Sadly, the reality is that what we have is some companies that have adapted what they do in the oil and gas sector to suit the demands of primarily the offshore wind industry but increasingly towards hydrogen projects as well.
Virtually all of it is services related though. It’s design and systems engineering, project management, ship-based services, inspection, subsea survey and even helicopter services. None of these activities would be unfamiliar to those in the oil and gas industry.
For example, Wood has been selected to deliver a pre-FEED study for Shell’s Blue Horizons hydrogen project in Oman.
The firm has been doing this sort of thing in oil and gas for decades. Wood understands the process perfectly.
Just because it’s hydrogen doesn’t alter it hugely. Wood isn’t alone, Apollo and others are busy in the sector and this is a good thing as far as it goes.
NorthStar Shipping is another example of a company with its roots in oil and gas transiting with ease into the renewables world. There are plenty of others.
What’s missing though is manufacturing.

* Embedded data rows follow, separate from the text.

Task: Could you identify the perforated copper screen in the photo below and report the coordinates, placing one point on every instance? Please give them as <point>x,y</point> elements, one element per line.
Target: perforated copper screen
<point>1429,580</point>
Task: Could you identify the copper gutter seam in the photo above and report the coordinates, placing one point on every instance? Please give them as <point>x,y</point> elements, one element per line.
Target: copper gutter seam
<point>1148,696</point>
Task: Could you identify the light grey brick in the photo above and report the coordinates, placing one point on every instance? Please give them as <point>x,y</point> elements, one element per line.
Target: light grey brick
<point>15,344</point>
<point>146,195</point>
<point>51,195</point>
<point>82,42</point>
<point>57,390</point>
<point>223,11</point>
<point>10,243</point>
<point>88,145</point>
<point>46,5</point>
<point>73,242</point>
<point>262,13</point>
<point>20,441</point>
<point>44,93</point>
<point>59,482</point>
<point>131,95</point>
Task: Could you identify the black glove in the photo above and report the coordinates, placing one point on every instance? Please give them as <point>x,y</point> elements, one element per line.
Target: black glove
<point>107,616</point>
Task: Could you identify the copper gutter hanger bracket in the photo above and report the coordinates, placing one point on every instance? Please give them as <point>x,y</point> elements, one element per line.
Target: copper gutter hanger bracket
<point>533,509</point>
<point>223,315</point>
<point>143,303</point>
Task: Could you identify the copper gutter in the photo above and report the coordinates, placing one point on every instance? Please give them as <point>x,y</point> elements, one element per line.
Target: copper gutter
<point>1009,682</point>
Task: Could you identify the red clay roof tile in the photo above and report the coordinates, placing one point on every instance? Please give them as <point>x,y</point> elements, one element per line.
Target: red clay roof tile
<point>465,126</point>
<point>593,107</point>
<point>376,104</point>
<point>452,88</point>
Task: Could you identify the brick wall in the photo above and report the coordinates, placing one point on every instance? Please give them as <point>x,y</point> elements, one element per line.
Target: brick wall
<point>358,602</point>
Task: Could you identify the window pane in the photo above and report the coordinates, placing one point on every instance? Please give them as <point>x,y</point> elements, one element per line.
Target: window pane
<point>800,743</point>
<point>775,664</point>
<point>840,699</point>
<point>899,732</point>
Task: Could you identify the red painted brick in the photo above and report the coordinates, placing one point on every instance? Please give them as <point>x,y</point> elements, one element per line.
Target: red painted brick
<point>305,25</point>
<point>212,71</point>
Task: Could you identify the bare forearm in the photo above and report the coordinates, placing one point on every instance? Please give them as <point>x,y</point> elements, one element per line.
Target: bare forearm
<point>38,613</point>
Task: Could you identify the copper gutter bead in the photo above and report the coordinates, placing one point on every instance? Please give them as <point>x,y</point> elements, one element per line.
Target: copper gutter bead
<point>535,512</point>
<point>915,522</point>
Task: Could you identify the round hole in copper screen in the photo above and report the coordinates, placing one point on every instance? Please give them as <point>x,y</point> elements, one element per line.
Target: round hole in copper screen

Scottish companies do manufacture tidal turbines, heat stores, some specialist batteries, and a few solar heat panels but these are all relatively niche areas.
The few exceptions include a hydrogen flow meter made by GM Flow Measurement Services and Balmoral’s cable protection technology both aimed at bigger global markets.
‘The fact we manufacture so little is inexplicable’
Frankly, given we have nineteen universities, the Net Zero Technology Centre and organisations such as the Offshore Renewables Catapult and even a Scottish National Investment Bank the fact we manufacture so little is inexplicable.
You’d be forgiven perhaps for thinking that the Net Zero Technology Centre would be all to do with developing technology but it’s not. In fact, the best way of describing it is as an “intermediary”.
It has no particular focus and currently seems more interested in producing studies on topics such as exporting hydrogen to Europe and electrification issues.
Set up in 2017 as core to the Aberdeen City Region Deal and with £180m of Scottish and UK Government money, it’s of no industrial benefit to Aberdeen or Scotland at all and has produced nothing tangible.
It says its mission is to accelerate the energy transition to net zero. By any measure, even after spending all that money, it has failed. Its contribution to the Scottish supply chain is immeasurable in that there hasn’t been any.
The same can be said of the Energy Transition Zone. This copies a failed Scottish Enterprise model of believing calling a building an Innovation Centre or a Science Park will trigger a surge in the creation of innovative and science-based companies. It never does. Its funding includes £53 million of UK and Scottish Government money.
Norway whose rapid progress in the development of new renewable energy sector companies I discussed last month didn’t require an ETZ to make it all happen. Neither did Denmark which is a global leader in wind turbine manufacturing.
I must ask why you would want ETZ to provide a hydrogen testing and demonstration facility when there is no hydrogen industry of note in Scotland that’s producing anything to test or demonstrate.
This is real cart before the horse stuff. Sacrificing green space in Aberdeen for this is simply ridiculous. There’s plenty of spare industrial accommodation if we need it.
When the ETZ plan was unveiled in 2020 it was said it would “help the north-east economy capitalise on the energy transition, potentially creating thousands of jobs in the process and “the prime task is getting businesses underway”.
Well folks, this isn’t happening. A couple of existing companies have moved in but that’s it.
Measuring the cost of failure
Recently the Just Transition Commission (JTC) has again warned the “cost of failure is sky high” if Scotland doesn’t increase investment in renewables.
We’ve heard this before yet when Logan Energy, a hydrogen design and systems engineer in Edinburgh, recently won a contract to build a hydrogen bus fuelling system in the Czech Republic and that a critical part of the deal was the supply of electrolysers, storage tanks, compressors and fuelling components the Scottish renewables supply chain still wasn’t capable of rising to the challenge.
This must change and it should be obvious now that part of the problem is that we’re simply funding the wrong things.
To borrow a phrase from the very excellent and worldly economist Mariana Mazzucato we need to adopt a “mission-orientated” approach.
For example, if we want to get into the hydrogen business, we need to be able to make a range of electrolysers. So, let’s proactively make that happen by creating a company and properly funding it so it can recruit people to drive it.
There’s an adage: “One definition of insanity is to keep doing the same thing and expecting different results.” It’s high time for a major rethink.